The report has gained some virality since its first publication in 1983. According to minonline.com, a website covering media industry news, the 2014 issue of “Best Colleges” reached 2.6 million users and over 18 million views in only one day. 

The rankings haven’t always been viewed favorably by the collegiate community. In 2007, a piece titled “The Presidents Letter” was sent to college and university presidents. This letter was largely written and developed by Lloyd Thacker, according to the non-profit organization Education Conservancy. Thacker is the director of Education Conservancy; its mission statement reads: “a non-profit organization committed to improving college admission processes for students, colleges and high schools.” The letter encouraged its recipients to “not complete the U.S. News reputational survey and not to mention their institution’s rankings in their promotional literature.” The letter continues, “more generally, refuse to refer to the rankings as an indication of the quality of your college or university.”

In June of that year, the Annapolis Group met to discuss the letter and the ranking system in details, according to Education Conservancy’s website. The Annapolis Group is an organization that represents close to 130 of “the nation’s leading liberal arts colleges.” Mount Holyoke is a member of this organization. Mount Holyoke College was not one of the signers of this letter, but signers included Sweet Briar College, Hampshire College, Kenyon College and Muhlenberg College, among the 60 plus schools signing in support of boycotting the U.S. News ranking system. Lafayette College, the school with which Mount Holyoke is tied,  is also a signer supporting this measure. 

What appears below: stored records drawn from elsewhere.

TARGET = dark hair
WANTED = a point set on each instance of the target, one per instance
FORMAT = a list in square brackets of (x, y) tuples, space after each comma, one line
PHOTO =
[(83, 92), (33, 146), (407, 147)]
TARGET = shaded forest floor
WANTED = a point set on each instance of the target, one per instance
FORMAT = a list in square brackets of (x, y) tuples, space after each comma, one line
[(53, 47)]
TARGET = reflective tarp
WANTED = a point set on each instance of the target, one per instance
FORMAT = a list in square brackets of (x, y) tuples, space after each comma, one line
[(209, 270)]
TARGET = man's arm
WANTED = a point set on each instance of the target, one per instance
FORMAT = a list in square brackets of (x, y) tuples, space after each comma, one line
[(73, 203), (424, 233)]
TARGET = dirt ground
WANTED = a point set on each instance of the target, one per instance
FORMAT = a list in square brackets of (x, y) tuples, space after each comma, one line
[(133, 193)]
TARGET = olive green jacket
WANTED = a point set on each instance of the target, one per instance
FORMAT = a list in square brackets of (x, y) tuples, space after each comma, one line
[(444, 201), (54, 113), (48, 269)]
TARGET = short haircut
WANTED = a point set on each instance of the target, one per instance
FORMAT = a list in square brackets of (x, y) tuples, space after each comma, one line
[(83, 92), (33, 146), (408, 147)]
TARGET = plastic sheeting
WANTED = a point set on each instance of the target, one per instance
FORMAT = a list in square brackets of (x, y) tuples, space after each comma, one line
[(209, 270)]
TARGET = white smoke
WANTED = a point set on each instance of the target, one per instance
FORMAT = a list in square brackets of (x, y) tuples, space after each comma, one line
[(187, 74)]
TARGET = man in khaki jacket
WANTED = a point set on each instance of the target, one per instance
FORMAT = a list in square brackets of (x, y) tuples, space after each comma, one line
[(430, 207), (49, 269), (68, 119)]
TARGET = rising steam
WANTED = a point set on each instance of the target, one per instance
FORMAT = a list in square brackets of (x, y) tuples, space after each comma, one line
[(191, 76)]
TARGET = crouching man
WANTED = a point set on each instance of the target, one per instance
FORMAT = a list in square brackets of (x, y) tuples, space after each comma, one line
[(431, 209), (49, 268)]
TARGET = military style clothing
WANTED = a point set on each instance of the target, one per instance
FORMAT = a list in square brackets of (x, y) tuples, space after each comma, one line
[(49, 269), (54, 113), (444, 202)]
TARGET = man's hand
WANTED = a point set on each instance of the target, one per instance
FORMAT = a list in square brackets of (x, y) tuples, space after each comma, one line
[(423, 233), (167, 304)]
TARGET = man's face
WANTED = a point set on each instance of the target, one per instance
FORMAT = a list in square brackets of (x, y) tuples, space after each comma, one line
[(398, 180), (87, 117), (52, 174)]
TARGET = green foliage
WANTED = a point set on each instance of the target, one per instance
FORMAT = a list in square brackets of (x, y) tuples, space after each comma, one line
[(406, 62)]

In 2004, Mount Holyoke College President Joanne Creighton contributed to a piece published by The Annapolis Group, titled “Liberal Arts College Presidents Speak Out on College Ranking.” The piece featured a total of 15 statements from college presidents. 

Many students at Mount Holyoke find themselves struggling with the rankings. Hannah Seay ’17used to find the information presented useful in her applications. She said, “I used U.S. News when I was applying to college to help me make my college list and pick out what schools I wanted to apply to based on like location and the rankings.” 

Seay’s opinion of the rankings has changed during her time at Mount Holyoke.  “A lot of it is based on arbitrary facts that don’t actually represent the quality of education that you’ll receive at this school,” she said.